P est absent. Depuis la publication de son premier roman, en 1963, il refuse les interviews, les photographies et toute existence publique. Ses livres labyrinthiques, débordant d’érudition sur l’histoire des sciences, la géopolitique ou les chansons populaires, sont le fruit d’une écriture qui mêle à tout moment de la gravité et de la distance amusée, du chaos et du dérisoire, de la précision et de l’incertain. De quoi susciter l’intérêt, quelquefois obsessionnel, des personnages de La Dissipation, qui ont constitué un gigantesque corpus d’informations, vraies ou fausses, parfois vraisemblables. Nicolas Richard s’intéresse à la manière dont circulent ces informations, et il en délivre certaines à travers différents filtres, différents niveaux de lecture. 

Pynchon

© Julie Bonnie

« Pynchon n’est pas un auteur de la révélation mais plutôt de l’épiphanie. Il laisse entrevoir en de brefs instants une lumière traversante. » 

Entretien avec Nicolas Richard,  auteur de La Dissipation

Dans La Dissipation, le lecteur reçoit des informations de la part de nombreuses voix. Comment se sont-elles construites, et quelle est leur place ?

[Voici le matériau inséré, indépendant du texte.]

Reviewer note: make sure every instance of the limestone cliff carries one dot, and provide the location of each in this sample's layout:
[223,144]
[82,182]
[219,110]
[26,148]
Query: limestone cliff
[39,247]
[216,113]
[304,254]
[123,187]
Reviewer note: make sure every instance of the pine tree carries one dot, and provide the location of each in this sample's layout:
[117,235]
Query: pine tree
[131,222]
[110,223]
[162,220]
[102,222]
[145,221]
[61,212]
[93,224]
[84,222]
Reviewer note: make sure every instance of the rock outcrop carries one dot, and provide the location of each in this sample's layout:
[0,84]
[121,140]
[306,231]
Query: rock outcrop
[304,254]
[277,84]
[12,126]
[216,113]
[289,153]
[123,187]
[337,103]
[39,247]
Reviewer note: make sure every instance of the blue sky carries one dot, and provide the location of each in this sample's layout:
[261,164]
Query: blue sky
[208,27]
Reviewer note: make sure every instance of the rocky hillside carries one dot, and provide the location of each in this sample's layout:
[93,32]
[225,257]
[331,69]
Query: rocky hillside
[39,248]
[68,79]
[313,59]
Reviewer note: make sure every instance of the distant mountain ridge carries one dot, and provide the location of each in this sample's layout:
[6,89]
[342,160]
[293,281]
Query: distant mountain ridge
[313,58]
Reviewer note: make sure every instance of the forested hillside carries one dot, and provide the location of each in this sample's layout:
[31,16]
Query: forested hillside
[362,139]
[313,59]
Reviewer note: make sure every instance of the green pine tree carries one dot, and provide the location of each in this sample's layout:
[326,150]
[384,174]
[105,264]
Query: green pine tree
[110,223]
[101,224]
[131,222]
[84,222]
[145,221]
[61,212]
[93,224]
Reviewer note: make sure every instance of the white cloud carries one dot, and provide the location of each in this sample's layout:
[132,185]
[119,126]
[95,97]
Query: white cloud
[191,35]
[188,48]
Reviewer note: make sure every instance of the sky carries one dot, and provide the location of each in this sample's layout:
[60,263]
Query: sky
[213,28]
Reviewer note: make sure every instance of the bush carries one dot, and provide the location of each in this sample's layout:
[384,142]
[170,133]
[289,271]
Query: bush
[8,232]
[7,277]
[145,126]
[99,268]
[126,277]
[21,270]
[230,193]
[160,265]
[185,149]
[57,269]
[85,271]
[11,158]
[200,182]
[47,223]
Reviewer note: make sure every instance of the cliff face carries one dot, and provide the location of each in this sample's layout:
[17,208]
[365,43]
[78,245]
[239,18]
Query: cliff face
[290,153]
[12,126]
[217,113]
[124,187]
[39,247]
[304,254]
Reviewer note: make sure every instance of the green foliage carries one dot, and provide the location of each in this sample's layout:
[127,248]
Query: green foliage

Nicolas Richard : L’écriture du livre a commencé sans que je m’en rende vraiment compte. En traduisant Thomas Pynchon, j’ai simplement commencé à prendre des notes. La traduction m’a amené à contacter un certain nombre de gens pour éclaircir des détails de langue, des allusions qui m’échappaient, et c’est avec le statut très clair du traducteur que j’ai commencé à circuler sur différents sites consacrés à Pynchon. Dans Vice caché par exemple, il est à un moment question d’un fast-food qui vend des burgers avec des joints cachés à l’intérieur… J’avais besoin d’être certain de ce que je traduisais, je cherchais des éclaircissements d’ordre lexical ou grammatical, ou sur tel aspect précis de réalités politiques ou historiques. En entrant en contact avec des individus qui connaissent extrêmement bien l’œuvre de Thomas Pynchon, je me suis retrouvé pris dans un tourbillon, une « matière » passionnante.

Tout en traduisant, j’ai donc commencé à consigner des impressions, à lister des anecdotes, à réfléchir à des hypothèses que j’avais pu entendre ou lire… Et puis un beau jour, Jérôme Schmidt, des éditions Inculte, m’a proposé d’écrire une biographie de Pynchon. L’idée était tentante, mais je voulais faire autre chose. Ce qui m’intéressait, c’était cette zone floue entre la rumeur, la confirmation, l’infirmation et les effets que produit cette circulation fébrile des infos. Ce n’est pas tant l’auteur disparu que j’ai voulu mettre en scène que ce que la dissolution d’un écrivain génial pouvait produire sur certains, et la manière dont ces personnes interagissent entre elles. Des lecteurs magnétiquement attirés par l’auteur manquant deviennent des personnages à partir du moment où je les plonge dans des situations fictives ; je connais leurs façons de parler et de raisonner, j’imagine leurs réactions dans certaines situations.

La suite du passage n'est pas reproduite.